There is no mystery about this novel. I say straight off that this Douglas dame owes it all to me. I teach her everything she knows, and then some. Her father was a Pacific Northwest salmon fisherman, so she had one thing going for her from the first. And I am pleased to add some genuine class to her act through this sort of telepathy that we have had since Moses was knee-high to a Munchkin.
We first met during her sixteen-year stint as a pencil- pusher for the local rag in St. Paul, Minnesota. That was the seventies, when she was a mod young thing and I was ... ah, in my usual prime. I caught her eye right off—it took three inches of tiny type to list my many attractions in the classified “Pets” column.

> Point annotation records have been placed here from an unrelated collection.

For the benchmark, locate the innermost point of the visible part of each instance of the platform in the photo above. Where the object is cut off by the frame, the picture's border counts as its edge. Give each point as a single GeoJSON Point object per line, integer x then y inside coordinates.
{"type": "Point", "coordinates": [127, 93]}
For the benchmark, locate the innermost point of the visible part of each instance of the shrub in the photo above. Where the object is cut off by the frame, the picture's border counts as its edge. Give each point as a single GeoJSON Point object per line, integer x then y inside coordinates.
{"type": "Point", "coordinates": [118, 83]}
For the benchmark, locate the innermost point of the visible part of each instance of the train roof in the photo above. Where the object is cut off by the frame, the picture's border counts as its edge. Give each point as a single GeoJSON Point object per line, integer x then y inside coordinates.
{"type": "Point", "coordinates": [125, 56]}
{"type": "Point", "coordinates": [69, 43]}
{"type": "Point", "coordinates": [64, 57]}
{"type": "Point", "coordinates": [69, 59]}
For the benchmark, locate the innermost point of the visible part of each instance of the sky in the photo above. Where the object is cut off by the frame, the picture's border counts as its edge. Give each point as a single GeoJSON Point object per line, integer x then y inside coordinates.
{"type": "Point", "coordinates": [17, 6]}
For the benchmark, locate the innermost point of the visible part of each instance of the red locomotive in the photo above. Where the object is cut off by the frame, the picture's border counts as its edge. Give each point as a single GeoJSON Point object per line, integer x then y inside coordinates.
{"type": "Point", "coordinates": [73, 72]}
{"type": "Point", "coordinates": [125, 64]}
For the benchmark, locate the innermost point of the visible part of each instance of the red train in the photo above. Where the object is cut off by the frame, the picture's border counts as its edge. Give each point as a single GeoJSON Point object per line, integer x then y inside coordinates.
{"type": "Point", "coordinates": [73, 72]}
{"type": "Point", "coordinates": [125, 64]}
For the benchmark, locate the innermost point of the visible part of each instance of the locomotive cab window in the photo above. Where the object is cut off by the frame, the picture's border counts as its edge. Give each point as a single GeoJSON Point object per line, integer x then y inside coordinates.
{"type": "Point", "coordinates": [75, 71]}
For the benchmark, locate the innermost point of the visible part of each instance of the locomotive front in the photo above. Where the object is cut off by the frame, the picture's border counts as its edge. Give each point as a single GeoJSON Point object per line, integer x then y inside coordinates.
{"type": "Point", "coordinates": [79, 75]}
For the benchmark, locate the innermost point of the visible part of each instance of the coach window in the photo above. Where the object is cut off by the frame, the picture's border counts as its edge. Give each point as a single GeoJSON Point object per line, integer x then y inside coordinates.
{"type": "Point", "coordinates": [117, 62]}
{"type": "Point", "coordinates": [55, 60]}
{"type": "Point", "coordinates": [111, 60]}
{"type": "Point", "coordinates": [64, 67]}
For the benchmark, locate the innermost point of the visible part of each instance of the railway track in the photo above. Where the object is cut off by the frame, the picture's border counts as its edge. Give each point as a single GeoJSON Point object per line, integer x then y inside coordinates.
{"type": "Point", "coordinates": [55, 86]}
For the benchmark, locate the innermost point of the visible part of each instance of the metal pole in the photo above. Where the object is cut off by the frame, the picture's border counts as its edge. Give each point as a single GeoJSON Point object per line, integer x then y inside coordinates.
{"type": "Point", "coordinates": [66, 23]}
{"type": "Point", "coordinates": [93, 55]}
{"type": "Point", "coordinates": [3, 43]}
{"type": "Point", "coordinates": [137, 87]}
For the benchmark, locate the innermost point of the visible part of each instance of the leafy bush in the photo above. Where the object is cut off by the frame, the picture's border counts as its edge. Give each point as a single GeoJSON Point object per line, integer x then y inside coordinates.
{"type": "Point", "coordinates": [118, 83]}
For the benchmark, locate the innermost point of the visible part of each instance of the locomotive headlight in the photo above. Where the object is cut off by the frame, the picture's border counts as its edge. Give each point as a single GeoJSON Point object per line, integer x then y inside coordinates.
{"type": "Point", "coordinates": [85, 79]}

From the start she saw that I was meant for bigger things than ending up
as a birdcage liner, so she called to check out my vital statistics: eighteen taut-muscled pounds, catnip-green eyes, raven-black hair and lots of it; a well-manicured four-on-the-floor and fully equipped from the factory.

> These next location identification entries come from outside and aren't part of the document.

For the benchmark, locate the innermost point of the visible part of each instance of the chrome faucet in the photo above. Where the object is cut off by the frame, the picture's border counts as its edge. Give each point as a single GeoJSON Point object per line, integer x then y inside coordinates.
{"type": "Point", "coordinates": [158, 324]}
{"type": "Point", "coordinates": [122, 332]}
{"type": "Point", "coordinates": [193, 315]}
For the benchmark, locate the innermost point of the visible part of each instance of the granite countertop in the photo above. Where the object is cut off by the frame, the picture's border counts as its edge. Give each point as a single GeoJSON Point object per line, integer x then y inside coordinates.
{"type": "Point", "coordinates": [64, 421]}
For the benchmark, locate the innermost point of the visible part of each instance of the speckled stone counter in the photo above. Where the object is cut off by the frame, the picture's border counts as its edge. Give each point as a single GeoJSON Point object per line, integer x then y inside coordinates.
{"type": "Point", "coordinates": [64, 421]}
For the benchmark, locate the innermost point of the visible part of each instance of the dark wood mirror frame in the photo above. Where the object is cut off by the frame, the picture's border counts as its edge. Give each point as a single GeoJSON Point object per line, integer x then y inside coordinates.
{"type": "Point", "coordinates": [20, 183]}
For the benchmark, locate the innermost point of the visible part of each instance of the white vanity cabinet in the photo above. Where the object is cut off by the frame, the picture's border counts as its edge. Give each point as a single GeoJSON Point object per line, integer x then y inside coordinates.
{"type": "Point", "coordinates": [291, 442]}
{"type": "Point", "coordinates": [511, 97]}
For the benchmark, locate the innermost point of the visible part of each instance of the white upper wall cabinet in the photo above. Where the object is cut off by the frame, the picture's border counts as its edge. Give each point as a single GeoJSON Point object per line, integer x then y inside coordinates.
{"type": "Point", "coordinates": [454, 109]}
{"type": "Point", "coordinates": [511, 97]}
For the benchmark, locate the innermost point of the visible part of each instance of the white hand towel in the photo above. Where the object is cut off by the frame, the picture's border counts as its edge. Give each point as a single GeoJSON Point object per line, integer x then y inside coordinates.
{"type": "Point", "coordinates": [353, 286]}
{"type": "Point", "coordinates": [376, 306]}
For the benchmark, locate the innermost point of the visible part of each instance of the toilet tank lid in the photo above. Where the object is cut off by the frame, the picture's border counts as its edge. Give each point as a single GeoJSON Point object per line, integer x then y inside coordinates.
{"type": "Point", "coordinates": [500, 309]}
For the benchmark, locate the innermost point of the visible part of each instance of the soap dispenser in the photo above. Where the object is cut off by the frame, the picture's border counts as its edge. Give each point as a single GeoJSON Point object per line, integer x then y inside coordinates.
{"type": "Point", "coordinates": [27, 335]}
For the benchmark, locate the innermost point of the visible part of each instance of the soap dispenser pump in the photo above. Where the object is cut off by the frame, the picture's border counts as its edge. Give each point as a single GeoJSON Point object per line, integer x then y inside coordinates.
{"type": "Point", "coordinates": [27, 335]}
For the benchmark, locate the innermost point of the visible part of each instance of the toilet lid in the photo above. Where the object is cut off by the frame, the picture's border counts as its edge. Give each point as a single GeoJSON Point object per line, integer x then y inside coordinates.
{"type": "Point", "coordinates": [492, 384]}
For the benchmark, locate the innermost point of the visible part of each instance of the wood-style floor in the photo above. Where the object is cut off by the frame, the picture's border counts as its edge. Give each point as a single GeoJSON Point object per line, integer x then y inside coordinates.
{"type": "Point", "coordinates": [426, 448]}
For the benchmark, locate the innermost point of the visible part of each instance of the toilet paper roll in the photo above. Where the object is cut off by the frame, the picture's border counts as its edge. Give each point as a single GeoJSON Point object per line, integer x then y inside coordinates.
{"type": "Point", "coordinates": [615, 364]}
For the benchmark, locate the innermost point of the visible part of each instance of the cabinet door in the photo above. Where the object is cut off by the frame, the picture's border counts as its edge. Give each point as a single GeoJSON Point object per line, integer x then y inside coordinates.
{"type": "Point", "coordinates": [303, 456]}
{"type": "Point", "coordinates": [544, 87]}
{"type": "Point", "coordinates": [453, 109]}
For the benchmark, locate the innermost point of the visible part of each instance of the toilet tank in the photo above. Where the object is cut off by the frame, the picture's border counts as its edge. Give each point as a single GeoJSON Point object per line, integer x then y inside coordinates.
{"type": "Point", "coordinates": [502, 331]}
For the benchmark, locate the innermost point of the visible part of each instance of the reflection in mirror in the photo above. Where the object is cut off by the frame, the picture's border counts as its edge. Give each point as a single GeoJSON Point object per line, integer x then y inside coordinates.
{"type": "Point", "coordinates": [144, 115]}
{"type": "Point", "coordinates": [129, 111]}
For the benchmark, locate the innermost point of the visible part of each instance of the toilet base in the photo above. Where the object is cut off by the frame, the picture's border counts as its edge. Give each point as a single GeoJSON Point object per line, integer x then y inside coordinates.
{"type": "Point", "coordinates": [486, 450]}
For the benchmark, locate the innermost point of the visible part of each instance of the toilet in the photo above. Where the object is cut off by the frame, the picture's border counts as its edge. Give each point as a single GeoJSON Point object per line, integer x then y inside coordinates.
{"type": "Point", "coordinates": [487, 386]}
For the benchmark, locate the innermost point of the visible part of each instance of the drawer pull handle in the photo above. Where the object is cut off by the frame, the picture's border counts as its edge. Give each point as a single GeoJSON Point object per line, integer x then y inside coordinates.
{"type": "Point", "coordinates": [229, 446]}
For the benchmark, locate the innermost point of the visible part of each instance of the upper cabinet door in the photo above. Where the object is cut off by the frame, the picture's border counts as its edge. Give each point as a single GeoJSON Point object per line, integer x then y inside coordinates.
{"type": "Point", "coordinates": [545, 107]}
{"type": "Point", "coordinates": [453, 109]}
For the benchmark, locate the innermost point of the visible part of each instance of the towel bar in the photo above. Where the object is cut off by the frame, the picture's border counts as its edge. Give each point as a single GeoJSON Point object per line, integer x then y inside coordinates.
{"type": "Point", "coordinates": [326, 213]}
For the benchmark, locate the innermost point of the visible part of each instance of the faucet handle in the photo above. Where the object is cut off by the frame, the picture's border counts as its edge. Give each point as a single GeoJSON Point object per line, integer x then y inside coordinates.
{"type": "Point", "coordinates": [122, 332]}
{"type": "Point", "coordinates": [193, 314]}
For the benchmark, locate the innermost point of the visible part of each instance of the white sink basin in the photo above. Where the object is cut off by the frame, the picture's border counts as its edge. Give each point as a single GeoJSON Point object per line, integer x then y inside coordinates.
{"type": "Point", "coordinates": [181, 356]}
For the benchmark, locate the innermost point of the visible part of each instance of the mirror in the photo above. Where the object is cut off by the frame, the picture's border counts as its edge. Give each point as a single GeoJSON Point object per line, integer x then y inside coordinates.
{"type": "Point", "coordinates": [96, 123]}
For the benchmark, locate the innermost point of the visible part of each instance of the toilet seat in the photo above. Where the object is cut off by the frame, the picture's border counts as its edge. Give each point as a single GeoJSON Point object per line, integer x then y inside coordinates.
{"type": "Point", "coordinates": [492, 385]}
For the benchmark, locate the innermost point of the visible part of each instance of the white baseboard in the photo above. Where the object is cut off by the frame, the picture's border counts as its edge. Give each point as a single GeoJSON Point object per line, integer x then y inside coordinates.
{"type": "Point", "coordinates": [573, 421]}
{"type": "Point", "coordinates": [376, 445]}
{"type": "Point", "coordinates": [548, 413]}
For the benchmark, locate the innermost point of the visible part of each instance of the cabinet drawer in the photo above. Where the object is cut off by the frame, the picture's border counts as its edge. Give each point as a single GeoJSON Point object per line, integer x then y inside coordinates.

Naturally, she does this big story on me, and I end up on a Minnesota farm, doing time with the moo concession. Meanwhile, my partner in crime-to-come is finding journalism confining, since little dolls are not considered promotional material in that racket, where little has changed since The Front Page days.
So this Douglas doll writes these twenty-three novels all by herself. I sneak a peek during a pretend-snooze on her bookshelves and find she writes about history, mystery, fantasy and science fiction, and even romance. That is okay by me. Louie’s I’amours are legendary. (I often get myself into risqué positions. I love danger.)
Happily, those of the feline persuasion make frequent guest appearances in her fiction, like that snaggletoothed Felabba in Six of Swords and her Sword and Circlet trilogy. (A Samoyed dog named Rambeau gets the leading furred role in her new Taliswoman fantasy trilogy: I am all for equal rights and animal rights et cetera, but am glad she is back on track with my solo gig in these here mystery books. It is my exploits on mean streets that will really bring in the Bacos around here, if you ask me.)
As for this author doll, what is to say? She leads a dull life compared to mine. She now hangs out in Fort Worth with the same husband, Sam the "D” (as in Douglas), she’s had since they met acting in some play in St. Paul. He is an artist who makes unique acrylic kaleidoscopes. Ho-hum. If I want to see something colorful running around in a circle, I would prefer a spray-painted punk gerbil. This writing doll also collects dainty vintage clothes, which are not good for anything but running my nails through, at which point she gets hysterical for some reason.